The concept of empathy is a not irrelevant one because it presupposes the goodness, not badness, of the Other person as such, even in her or his strangeness. It presupposes the goodness of Being, which is a Jewish idea, expressed philosophically. God, having created the world, saw that it was very good. Failures of the good, like sin, are always possible but never necessary. Injustice is not the starting point for a thinking of the good. The Gnostic and Manichaean tendencies that the daughter religions never broke entirely free from dispose those who are faithful, good, and just to war and domination, or policing. The primacy of power, in the sense of domination, is not a Jewish idea, though it was often a Roman one. That worldly existence is evil, a notion that was prevalent in a number of Indo-European cultures, including in India and Persia, also is not.

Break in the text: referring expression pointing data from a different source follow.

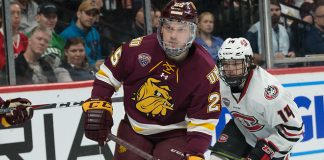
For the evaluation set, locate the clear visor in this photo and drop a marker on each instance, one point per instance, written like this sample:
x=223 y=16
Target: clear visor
x=176 y=37
x=233 y=72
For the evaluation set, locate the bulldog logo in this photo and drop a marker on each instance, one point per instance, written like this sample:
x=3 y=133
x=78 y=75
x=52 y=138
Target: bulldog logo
x=153 y=99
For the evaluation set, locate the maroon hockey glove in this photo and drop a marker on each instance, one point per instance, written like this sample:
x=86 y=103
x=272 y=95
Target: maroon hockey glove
x=20 y=111
x=261 y=151
x=98 y=120
x=194 y=157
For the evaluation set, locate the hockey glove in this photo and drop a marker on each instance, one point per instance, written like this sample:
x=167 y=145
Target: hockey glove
x=98 y=120
x=21 y=111
x=195 y=157
x=261 y=151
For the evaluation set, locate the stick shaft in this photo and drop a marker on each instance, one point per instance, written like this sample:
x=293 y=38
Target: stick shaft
x=129 y=146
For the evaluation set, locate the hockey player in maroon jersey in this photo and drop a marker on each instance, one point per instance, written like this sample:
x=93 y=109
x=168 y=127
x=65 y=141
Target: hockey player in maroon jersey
x=266 y=123
x=20 y=111
x=171 y=91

One could refuse and refute that idea without developing a very robust alternative. That would produce a dualist critique of dualism. Logically, that may be what the negation of negation and refutation by reduction to the absurd lead to, at least if one indulges much in this. This gives us the figure of the warrior or police man for whom the good is not acknowledgement of a world or Being in its presence but a troubled and angry war against evil. The good man in this figuration is the hero who defeats the bad men. A form of this in psychoanalytic theory is perhaps the theory of Melanie Klein. She imagined aggression as primary in the motivations of persons, and analysis would lead one to acknowledgement and love, through acceptance of ambiguity in lieu of ambivalence, but along the way the people targeted for therapy would be sick because of destructive impulses. Another form of this problem is the critique of ideology popular among some leftist academics; it supposes that culture is a mask of power, and so needs its critique. What this leaves out pointedly is the association of culture's objects, artworks, with the beautiful as revelation of Being in its goodness. Christianity does something else because it is a religion of salvation and evangelism. So it seeks out evil to convert it into good. Judaism follows a different path; it is more directly affirmative.